To the Editor:

I would like to point out a potentially dangerous error in the article, “Genetic susceptibility to VTE: A primary care approach” (published in the July 2009 issue), by Herbert D. Ridings, MA, PA-C; Lynn Holt; Rebecca Cook, MD; and Marisa B. Marques, MD. In this article, there is a blatant misuse of statistics to calculate the 20 most common causes of VTE. Table 1 lists seven disorders that are, in the authors' opinions, the most common causes of VTE; the conditions can affect 0.02% and 0.3% of the population, and 2.0% of whites. There is no mention in this list of a disease that effects between 2% and 5%—depending on which study you read—of the population: antiphospholipid antibody syndrome (APS or APLS, lupus anticoagulant syndrome, Hughes syndrome, and a number of other misnomers). This disease causes venous thrombosis, arterial thrombosis and is a truly systemic disease that, in the opinion of some of the world's top rheumatologists, is the predominant cause of clotting problems in accident and emergency admissions.

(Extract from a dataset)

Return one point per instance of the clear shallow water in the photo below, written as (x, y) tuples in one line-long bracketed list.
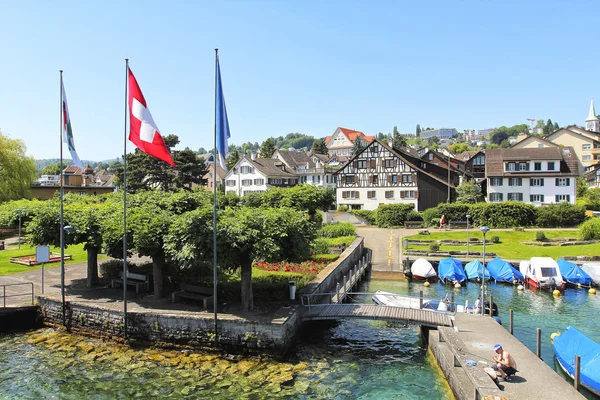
[(348, 359)]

I find it completely unprofessional for a journal to include a poorly documented opinion as a potential CME educational tool. I would like to hear your comments on the subject matter and if JAAPA will be publishing a correction notice so that those who have been misinformed can be made aware that another disease should be included among the top five of any list of causes of VTE, and for which a series of simple studies should be undertaken in many, if not all, cases of VTE.

Sir Edward Bulfin, PhD, KCHS


Author's response: The objective of the article “Genetic susceptibility to venous thromboembolism: A primary care approach” was to provide primary care clinicians with information about the common genetic causes of venous thromboembolism. This was considered important because genetic tests are now available to identify these disorders and because the presence of these genetic abnormalities significantly increases a person's risk of thromboembolism, particularly when the disorders are coinherited or present in the setting of one or more of the acquired risk factors, such as pregnancy or prolonged bed rest.

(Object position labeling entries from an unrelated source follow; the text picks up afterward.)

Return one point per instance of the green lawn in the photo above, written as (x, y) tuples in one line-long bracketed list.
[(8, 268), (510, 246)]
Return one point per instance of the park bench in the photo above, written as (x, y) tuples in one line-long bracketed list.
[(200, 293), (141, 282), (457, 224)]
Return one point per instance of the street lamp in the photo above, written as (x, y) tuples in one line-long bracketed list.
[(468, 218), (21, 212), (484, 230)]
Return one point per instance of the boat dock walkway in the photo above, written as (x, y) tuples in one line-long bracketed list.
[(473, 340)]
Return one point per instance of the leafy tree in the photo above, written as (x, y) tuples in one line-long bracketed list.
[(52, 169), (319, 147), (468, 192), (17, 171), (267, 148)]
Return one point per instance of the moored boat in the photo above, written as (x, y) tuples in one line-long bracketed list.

Antiphospholipid antibody syndrome (APS) is not a genetic disorder. It is an acquired risk factor with no genetic abnormality that can be identified through genetic testing. Antibodies are present with APS, but they are some of the same antibodies associated with diseases like systemic lupus erythematosus. APS has a wide range of clinical manifestations, and diagnosis depends on excluding the other autoimmune disorders associated with these APS antibodies.

A full discussion of the acquired risk factors for venous thromboembolism was beyond the scope of this article, and that point was made in the opening paragraphs of the article. If the audience is interested in a follow-up article that describes the 20 or 25 acquired risk factors that can cause venous thromboembolism, the authors are willing to provide this in the future.

As a final point, the autoimmune nature of APS and diseases like SLE suggest that a genetic component does exist with these diseases, and there is reason to hope that the Human Genome Project will identify the nature of these genetic abnormalities in the future.